Yukarıda örneklenerek değinilen Anayasa Mahkemesinin uygulamalarının doğurduğu hukuki sonuçlar gözetilmeksizin, bir yüksek mahkeme olan Yargıtay ve Yargıtay 3. Ceza Dairesinin yargısal görev ve yetkisi kapsamında verdiği kararlara yönelik yüksek yargı kurumlarının saygınlığını zedeleyen ve eleştiri sınırlarını aşan haksız tepkiler üzüntüyle karşılanmaktadır.
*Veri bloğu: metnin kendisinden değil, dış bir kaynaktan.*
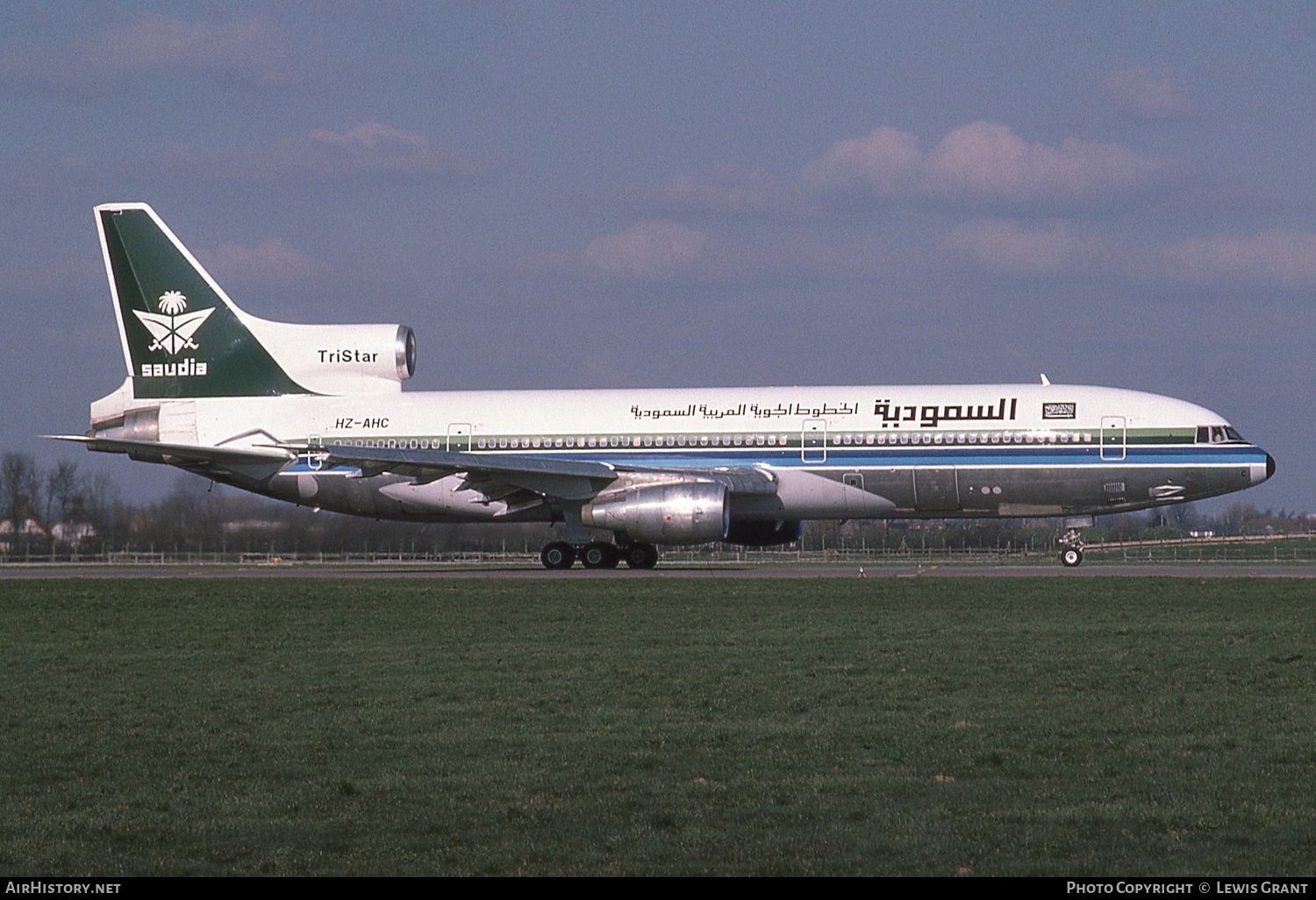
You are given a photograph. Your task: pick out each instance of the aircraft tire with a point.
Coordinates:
(557, 554)
(641, 555)
(599, 554)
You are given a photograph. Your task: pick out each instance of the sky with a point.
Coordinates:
(687, 194)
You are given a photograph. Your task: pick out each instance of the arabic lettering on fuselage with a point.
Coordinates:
(932, 415)
(753, 410)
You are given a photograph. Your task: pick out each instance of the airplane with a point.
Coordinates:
(315, 415)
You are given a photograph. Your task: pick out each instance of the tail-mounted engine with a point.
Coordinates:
(663, 513)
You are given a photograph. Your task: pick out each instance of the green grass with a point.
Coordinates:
(658, 726)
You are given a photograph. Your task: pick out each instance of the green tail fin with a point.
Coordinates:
(182, 336)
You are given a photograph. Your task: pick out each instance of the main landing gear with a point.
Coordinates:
(1071, 549)
(597, 554)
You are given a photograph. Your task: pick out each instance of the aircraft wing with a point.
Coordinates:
(257, 462)
(502, 475)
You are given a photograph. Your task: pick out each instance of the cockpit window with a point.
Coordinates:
(1219, 434)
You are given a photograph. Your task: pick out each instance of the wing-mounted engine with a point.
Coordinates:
(750, 533)
(694, 512)
(340, 360)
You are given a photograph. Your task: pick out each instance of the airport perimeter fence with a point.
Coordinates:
(1242, 549)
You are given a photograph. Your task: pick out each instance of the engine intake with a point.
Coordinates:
(663, 513)
(763, 534)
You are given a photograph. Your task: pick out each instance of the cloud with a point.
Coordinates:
(983, 163)
(726, 189)
(653, 250)
(241, 49)
(361, 150)
(1148, 94)
(271, 263)
(1274, 258)
(662, 252)
(1007, 247)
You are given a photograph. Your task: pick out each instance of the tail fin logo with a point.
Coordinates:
(171, 328)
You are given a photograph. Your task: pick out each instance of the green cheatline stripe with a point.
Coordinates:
(786, 439)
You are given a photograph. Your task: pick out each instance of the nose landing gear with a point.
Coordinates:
(1071, 549)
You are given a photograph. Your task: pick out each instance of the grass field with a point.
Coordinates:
(934, 726)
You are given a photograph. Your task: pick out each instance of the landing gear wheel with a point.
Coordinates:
(558, 554)
(599, 555)
(641, 555)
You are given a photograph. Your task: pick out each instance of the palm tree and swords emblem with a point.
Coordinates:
(171, 328)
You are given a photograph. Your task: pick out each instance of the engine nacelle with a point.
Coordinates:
(663, 513)
(763, 533)
(340, 360)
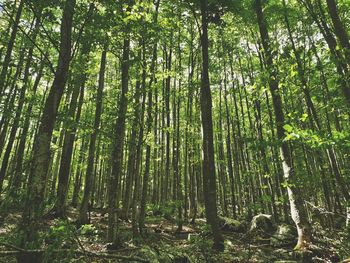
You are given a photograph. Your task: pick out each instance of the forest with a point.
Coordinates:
(175, 131)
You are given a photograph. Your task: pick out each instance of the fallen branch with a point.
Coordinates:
(85, 253)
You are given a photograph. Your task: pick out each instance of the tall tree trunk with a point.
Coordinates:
(74, 113)
(118, 152)
(298, 211)
(34, 205)
(10, 44)
(83, 212)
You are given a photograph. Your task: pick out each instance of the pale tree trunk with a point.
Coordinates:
(34, 205)
(298, 211)
(209, 178)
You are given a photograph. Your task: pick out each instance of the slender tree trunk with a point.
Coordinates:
(118, 152)
(34, 205)
(209, 178)
(298, 212)
(83, 212)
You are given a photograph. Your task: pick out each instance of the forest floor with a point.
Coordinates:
(163, 243)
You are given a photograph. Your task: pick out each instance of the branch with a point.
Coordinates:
(17, 251)
(31, 40)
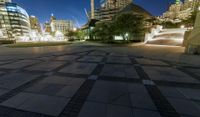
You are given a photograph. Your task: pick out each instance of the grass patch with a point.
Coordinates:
(36, 44)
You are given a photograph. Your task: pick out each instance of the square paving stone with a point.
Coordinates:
(3, 91)
(46, 58)
(62, 80)
(46, 89)
(123, 71)
(91, 109)
(98, 53)
(118, 54)
(119, 60)
(59, 86)
(67, 58)
(185, 107)
(136, 88)
(193, 94)
(4, 62)
(110, 92)
(169, 74)
(37, 103)
(1, 72)
(195, 71)
(119, 111)
(142, 100)
(79, 68)
(171, 92)
(145, 113)
(14, 80)
(91, 59)
(19, 64)
(45, 66)
(150, 62)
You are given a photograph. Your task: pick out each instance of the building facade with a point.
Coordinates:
(14, 20)
(35, 25)
(109, 8)
(181, 11)
(63, 26)
(5, 1)
(115, 4)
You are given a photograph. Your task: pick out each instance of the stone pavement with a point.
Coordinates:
(96, 83)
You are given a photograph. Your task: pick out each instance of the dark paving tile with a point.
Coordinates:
(91, 109)
(169, 74)
(193, 94)
(57, 86)
(1, 72)
(109, 92)
(91, 59)
(61, 80)
(123, 71)
(119, 111)
(171, 92)
(119, 54)
(145, 113)
(46, 66)
(67, 58)
(142, 100)
(79, 68)
(150, 62)
(98, 53)
(37, 103)
(185, 107)
(19, 64)
(3, 91)
(194, 71)
(119, 60)
(47, 58)
(14, 80)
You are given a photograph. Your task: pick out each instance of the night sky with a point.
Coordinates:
(74, 9)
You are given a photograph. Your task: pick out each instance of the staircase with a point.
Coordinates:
(173, 37)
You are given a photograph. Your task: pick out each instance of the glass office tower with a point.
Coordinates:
(14, 20)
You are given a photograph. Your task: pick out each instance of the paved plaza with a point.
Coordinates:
(93, 82)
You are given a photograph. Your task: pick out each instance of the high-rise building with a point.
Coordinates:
(181, 11)
(35, 25)
(47, 28)
(110, 8)
(115, 4)
(14, 20)
(5, 1)
(61, 25)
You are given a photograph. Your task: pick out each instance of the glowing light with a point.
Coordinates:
(75, 29)
(182, 26)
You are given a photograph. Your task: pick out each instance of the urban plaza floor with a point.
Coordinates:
(96, 81)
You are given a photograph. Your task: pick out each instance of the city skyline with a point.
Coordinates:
(74, 9)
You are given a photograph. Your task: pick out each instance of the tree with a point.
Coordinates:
(104, 31)
(129, 25)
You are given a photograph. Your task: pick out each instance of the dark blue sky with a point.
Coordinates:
(74, 9)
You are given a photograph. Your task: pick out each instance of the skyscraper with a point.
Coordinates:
(4, 1)
(111, 4)
(178, 1)
(35, 25)
(14, 20)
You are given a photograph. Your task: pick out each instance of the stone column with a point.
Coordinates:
(193, 43)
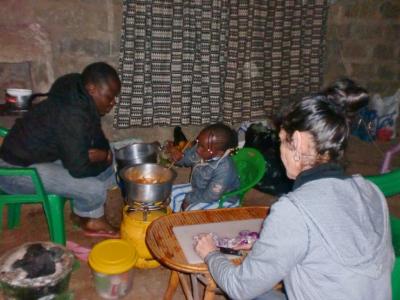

Hukuki güvenliğin, toplumsal barışın ve hukuki öngörülebilirliğin sağlanması bakımından Anayasa’dan aldığı yetkiyle Yargıtay, bireysel başvurunun mevcut haliyle uygulanmasının doğurduğu sorunların giderilmesi ve karşılaştırmalı hukukta kabul edilen standartlara göre geliştirilmesi konusunda ihtiyaç duyulan, anayasal ve yasal çalışmalarda gerekli desteği sağlamaya her zaman hazırdır.